Incipit [écrit par l'auteur Taï-Marc Le Thanh]

Lorsqu'on a treize ans, on ne pense pas - ou tout du moins assez rarement - que la vie puisse prendre des tournants spectaculaires.

Pourtant...

Pourtant, j'aurai dû me douter de quelque chose. Certains événements auraient pu me mettre la puce à l'oreille. Le jour de mon anniversaire par exemple. Je me souviens de ma grand-mère, assise dans un coin à l'écart de la fête. Silencieuse comme à son habitude. Ses longues mains blanches tordues et son regard perdu dans le vague. Mes parents l'avaient invitée comme à chaque fois qu'ils organisaient une fête. Elle ne disait jamais rien... sauf ce jour-là. Elle se dressa soudain et me pointa du doigt en vociférant :

- Treize ans ! Treize ans ! Le chiffre treize, c'est le chiffre qui apporte le malheur !

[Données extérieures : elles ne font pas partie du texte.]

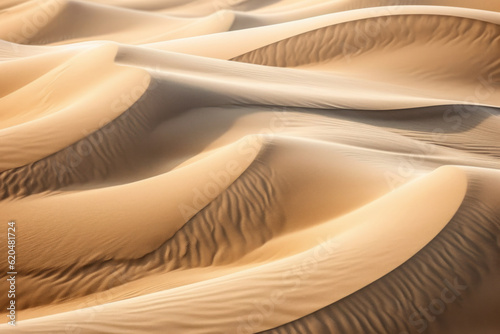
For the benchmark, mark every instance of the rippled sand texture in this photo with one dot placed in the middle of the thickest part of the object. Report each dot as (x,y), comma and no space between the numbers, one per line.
(281,166)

Puis elle se rassit comme si de rien n'était. Inutile de vous préciser que si vous cherchez à organiser une fête réussie, n'hésitez pas à inviter ma grand-mère. Il n'y en a pas deux comme elle pour mettre de l'ambiance.

Quelques jours plus tard, un autre événement me troubla profondément. À l'école en cours de français. Notre professeur était un homme d'un certain âge qui avait des manières empruntées. Il s'exprimait avec une éloquence qui semblait appartenir au siècle dernier. Ce jour-là, il nous parlait d'ailleurs d'un écrivain de cette époque. Il s'interrompit brusquement dans son discours et ses yeux se révulsèrent l'espace de quelques secondes. Puis il pointa son doigt dans ma direction et articula avec une lenteur hypnotique :

- Il-nous-observe.

Il resta dans cette position pendant un moment, alors que des rires gênés commençaient à monter dans la classe. Puis il reprit le fil de son cours, comme si de rien n'était.

À la prochaine fête, j'espère qu'il sera disponible lui aussi. Si ma grand-mère vient, j'essaierai qu'ils soient placés l'un à côté de l'autre.

Ces deux événements me plongèrent dans une détresse terrible. Je pressentais qu'il allait m'arriver quelque chose et j'appréhendais qu'il s'agisse d'une chose horrible.

Ce ne fut pas le cas - tout du moins de mon point de vue.

Dans les jours qui suivirent, mes camarades me regardaient d'une façon étrange et j'avais même la désagréable impression qu'ils se détournaient sur mon passage. Le soir, je vérifiais chez moi si je n'avais pas un énorme bouton sur le nez, ce qui n'était pas le cas.

Un week-end, je décidais d'aller me promener au bord de la rivière, pour essayer de réfléchir à tous ces événements et essayer de trouver une façon d'y faire face. Les pieds dans l'eau, je ne vis pas le ciel se couvrir de lourds nuages noirs. Je sursautais lorsque la première goutte s'écrasa sur mon front. Je me levais précipitamment alors que le tonnerre grondait au loin. Je commençais à courir. Un large champ me séparait d'une vieille grange où je pourrai m'abriter. La pluie tombait drue, j'étais trempé. Le grondement du tonnerre s'amplifia. Soudain, une lumière violente jaillit sur ma droite. La foudre s'abattit avec fracas développant une forte odeur de brûlé. Je courais de plus en plus vite. J'avais l'impression que mon cœur allait exploser. La grange n'était plus loin mais un grondement plus fort que les autres résonna au-dessus de ma tête. Une lumière jaillit du ciel avec violence et je fus percuté de plein fouet. La foudre m'atteint en pleine poitrine. Je m'écroulais au sol.

J'ignore combien de temps je restais allongé dans cette flaque de boue, mais à mon réveil, quelque chose avait changé.